Cansaço com o sistema político explica vitória no México

Ganhou no México o “hartazgo”, essa palavra cuja sonoridade em espanhol expressa com mais eloquência o fastio, a extrema fadiga com alguém e/ou alguma coisa. No caso do México, com o sistema político e, mais amplamente, com o establishment.

Ou, para citar o bordão mais frequente na campanha do ganhador, Andrés Manuel López Obrador, com a “máfia do poder” —esse conglomerado informal entre homens públicos e homens de negócio para fazer negócios nem sempre lícitos.

O cansaço dos mexicanos se voltou, nesta campanha, para pelo menos três aspectos: a violência, a corrupção e a desigualdade, como mostrou neste domingo Sylvia Colombo nesta Folha.

Razões sobram para o “hartazgo” em todos os itens. Corrupção: pesquisa do Fórum Econômico Mundial colocou o México no 135º lugar entre 180 países no índice de percepção de corrupção.

Violência: 2017 foi o ano mais violento até agora registrado, com cerca de 30 mil mortes comunicadas às autoridades, número comparável às que ocorrem em países destruídos por guerras, como a Síria. São 85 pessoas mortas violentamente por dia.

Desigualdade: a pobreza afeta 40% dos mexicanos. De cada 10 pessoas que nascem, 7 pobres morrerão pobres.

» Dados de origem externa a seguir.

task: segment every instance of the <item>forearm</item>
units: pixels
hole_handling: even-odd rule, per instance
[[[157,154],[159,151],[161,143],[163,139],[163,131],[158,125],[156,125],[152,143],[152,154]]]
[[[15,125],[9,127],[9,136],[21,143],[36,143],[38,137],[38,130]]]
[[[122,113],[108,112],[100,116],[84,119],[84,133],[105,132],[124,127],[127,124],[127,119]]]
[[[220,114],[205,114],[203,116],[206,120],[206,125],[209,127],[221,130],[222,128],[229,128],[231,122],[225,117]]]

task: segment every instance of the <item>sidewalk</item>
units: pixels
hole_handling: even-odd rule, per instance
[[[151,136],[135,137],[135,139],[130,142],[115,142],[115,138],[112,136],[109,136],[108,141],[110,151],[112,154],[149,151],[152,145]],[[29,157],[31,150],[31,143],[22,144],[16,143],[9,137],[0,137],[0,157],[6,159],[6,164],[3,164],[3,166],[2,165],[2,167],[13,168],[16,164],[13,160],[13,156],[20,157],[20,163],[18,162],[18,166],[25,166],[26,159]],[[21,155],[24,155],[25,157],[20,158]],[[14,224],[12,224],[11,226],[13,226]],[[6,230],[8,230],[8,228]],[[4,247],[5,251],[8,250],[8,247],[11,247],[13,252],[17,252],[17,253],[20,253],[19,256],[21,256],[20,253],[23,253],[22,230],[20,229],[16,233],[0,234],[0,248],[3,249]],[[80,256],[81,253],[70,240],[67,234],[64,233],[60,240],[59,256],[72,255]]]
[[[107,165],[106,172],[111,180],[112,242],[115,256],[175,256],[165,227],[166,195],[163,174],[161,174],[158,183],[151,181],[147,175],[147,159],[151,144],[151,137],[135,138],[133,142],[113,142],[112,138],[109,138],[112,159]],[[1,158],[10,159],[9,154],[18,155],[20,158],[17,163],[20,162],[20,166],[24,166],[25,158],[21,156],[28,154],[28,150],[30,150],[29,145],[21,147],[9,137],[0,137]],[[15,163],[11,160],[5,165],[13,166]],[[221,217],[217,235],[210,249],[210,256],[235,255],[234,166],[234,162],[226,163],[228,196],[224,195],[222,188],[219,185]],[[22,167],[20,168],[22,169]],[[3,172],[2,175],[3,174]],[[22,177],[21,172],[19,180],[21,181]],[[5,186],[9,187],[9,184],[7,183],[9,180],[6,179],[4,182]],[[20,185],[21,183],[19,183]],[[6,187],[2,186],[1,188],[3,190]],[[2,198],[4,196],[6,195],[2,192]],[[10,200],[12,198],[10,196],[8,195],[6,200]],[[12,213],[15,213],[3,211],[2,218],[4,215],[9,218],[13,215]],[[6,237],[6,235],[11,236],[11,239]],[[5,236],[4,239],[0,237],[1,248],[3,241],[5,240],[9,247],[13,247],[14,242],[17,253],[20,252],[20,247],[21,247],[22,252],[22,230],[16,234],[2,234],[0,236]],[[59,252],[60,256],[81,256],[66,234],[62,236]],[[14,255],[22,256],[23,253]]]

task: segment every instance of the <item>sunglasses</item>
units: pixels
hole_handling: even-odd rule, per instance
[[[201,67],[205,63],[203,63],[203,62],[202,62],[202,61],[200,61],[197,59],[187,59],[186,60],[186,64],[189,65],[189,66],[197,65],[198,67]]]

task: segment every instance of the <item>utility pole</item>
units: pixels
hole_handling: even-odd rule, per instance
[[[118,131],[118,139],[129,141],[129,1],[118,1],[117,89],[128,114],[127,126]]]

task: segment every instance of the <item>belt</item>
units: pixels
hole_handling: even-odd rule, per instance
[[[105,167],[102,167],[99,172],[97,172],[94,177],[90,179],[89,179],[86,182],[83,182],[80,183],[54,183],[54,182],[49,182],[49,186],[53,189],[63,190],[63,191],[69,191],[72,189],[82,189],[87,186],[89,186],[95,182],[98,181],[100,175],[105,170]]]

Para a irritação contribui ainda a mediocridade do crescimento econômico: nos seis anos do governo de Enrique Peña Nieto, o crescimento médio anual do PIB ficou em pouco mais de 2%.
 

López Obrador surfou nesse fastio social, embora ele não seja propriamente um “outsider”: nasceu politicamente no PRI (Partido Revolucionário Institucional), que governou o México em 77 dos 100 anos mais recentes e é o partido de Enrique Peña Nieto.

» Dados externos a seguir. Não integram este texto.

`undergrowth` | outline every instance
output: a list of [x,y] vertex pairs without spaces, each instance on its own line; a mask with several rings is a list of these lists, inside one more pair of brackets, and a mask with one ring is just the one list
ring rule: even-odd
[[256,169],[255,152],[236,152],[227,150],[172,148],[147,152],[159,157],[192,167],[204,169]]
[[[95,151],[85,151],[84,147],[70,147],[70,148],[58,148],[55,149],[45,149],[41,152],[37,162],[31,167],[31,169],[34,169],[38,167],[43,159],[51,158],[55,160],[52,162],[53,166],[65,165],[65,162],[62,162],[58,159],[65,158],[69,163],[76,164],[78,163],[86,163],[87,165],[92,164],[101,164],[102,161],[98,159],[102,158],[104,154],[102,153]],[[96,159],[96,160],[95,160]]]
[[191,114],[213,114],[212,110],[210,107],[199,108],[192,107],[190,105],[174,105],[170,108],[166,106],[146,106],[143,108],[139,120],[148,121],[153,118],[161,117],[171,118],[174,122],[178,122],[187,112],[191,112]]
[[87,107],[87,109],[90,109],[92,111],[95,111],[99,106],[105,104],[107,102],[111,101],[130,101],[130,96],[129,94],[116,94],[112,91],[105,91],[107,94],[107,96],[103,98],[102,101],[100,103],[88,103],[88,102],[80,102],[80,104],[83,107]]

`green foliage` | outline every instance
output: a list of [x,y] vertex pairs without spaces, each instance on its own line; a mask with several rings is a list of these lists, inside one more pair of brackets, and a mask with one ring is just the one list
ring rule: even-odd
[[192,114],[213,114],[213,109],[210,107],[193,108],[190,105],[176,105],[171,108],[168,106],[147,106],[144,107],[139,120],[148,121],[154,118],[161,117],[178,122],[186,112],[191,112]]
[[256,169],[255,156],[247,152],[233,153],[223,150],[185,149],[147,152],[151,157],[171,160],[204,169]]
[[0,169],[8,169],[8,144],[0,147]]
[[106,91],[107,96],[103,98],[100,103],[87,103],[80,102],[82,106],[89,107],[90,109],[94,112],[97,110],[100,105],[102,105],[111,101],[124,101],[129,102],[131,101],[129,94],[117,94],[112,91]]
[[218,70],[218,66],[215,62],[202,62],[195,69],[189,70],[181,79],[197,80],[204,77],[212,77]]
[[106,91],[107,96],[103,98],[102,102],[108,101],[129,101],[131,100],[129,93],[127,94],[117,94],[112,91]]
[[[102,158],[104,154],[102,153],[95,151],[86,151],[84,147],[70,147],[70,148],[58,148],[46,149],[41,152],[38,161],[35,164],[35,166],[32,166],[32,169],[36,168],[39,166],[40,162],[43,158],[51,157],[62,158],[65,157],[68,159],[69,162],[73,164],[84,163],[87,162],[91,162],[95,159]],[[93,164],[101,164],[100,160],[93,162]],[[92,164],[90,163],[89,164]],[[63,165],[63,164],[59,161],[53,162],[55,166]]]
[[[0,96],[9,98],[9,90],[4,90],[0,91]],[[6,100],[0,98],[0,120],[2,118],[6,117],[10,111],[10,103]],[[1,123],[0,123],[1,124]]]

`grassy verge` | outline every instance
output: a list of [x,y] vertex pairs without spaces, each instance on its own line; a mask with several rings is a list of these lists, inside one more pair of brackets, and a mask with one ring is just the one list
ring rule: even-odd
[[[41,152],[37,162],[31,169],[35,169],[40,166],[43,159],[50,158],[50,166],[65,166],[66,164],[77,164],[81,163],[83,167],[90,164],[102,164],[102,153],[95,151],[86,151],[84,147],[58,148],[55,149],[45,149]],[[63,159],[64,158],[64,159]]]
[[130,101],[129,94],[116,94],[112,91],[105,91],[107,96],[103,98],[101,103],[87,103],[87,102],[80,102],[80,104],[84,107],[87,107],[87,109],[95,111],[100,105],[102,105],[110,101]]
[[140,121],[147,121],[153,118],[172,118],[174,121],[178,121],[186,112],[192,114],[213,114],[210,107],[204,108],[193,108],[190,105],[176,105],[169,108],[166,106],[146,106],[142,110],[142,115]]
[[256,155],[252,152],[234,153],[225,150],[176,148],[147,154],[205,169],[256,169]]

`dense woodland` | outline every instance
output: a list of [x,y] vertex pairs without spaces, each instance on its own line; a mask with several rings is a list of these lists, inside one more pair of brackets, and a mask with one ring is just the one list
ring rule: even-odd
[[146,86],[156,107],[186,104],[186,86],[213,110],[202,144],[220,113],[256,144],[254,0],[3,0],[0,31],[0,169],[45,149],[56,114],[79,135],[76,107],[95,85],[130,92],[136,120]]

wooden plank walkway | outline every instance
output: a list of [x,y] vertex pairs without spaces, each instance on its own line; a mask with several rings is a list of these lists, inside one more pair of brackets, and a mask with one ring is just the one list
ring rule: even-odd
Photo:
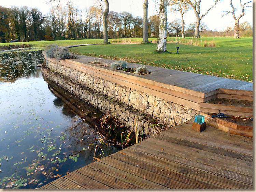
[[41,188],[252,188],[252,138],[191,120]]
[[[71,60],[86,64],[95,59],[93,57],[81,55],[79,56],[77,58]],[[97,61],[99,60],[103,63],[111,63],[114,61],[97,57],[95,57],[95,59]],[[144,66],[144,65],[138,64],[128,63],[127,67],[135,68],[141,65]],[[219,88],[253,90],[253,83],[251,82],[149,65],[147,66],[147,67],[152,73],[142,76],[131,73],[128,74],[145,79],[204,93]],[[115,70],[110,69],[110,67],[106,68],[110,70]]]
[[[253,102],[250,101],[246,101],[242,100],[238,100],[237,99],[225,99],[222,98],[215,98],[207,102],[208,103],[215,104],[216,105],[226,105],[227,106],[234,106],[238,107],[247,107],[251,109],[251,113],[252,114]],[[208,111],[209,111],[208,110]],[[246,111],[244,110],[244,111]],[[222,112],[225,113],[223,111]],[[248,111],[246,111],[248,112]],[[212,113],[207,112],[203,112],[204,113],[209,115],[217,115],[217,113]],[[226,113],[225,113],[226,115]],[[234,114],[232,115],[234,115]],[[227,116],[232,117],[232,115],[227,115]],[[251,117],[251,116],[249,116]],[[238,125],[245,125],[246,126],[253,126],[253,121],[250,119],[249,116],[240,116],[240,117],[245,118],[240,118],[239,117],[234,118],[222,118],[222,119],[225,120],[229,122],[236,123]]]

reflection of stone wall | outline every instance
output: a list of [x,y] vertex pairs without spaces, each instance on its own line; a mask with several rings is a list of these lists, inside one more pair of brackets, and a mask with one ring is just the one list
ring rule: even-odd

Além disso, ele foi prefeito (bem avaliado) da Cidade do México e, por duas vezes, candidato à Presidência (2006 e 2012).

Não obstante, apresentou-se como o inimigo principal da “máfia do poder” e até como um revolucionário: comparou-se repetidamente com grandes ícones da história mexicana, como Benito Juárez, presidente por cinco períodos e uma espécie de pai da pátria; Francisco Madero, que assumiu a Presidência após a

Revolução Mexicana de 1910; e Lázaro Cárdenas, o presidente de 1934 a 1940 que nacionalizou o petróleo.

Se AMLO será mais um revolucionário na história de um México repleta deles é uma questão em aberto. 

Por enquanto, vale para ele o que escreveu Francisco Garfilas, colunista do jornal Excelsior, aliás cético sobre o cumprimento de suas promessas: “Andrés é a esperança dos mais vulneráveis. Diz o que as pessoas querem escutar. Acreditam nele. Em seus discursos, promete quase o paraíso”.

Há quem acredite que a vitória de um suposto “outsider” poderá ser replicada no Brasil, em outubro. 

É o caso da revista britânica The Economist, a partir do fastio dos mexicanos com a situação do país.

Escreve no número que está nas bancas: “Os brasileiros estão com o mesmo estado de ânimo ante a sua eleição em outubro. Muitos ainda não estão com o foco nela, mas um dos líderes nas pesquisas é Jair Bolsonaro, um autoritário cru, misógino e homofóbico ex-oficial do Exército”.

A comparação com o desencanto dos brasileiros é correta, mas Bolsonaro e AMLO não têm nem remoto parentesco político-ideológico.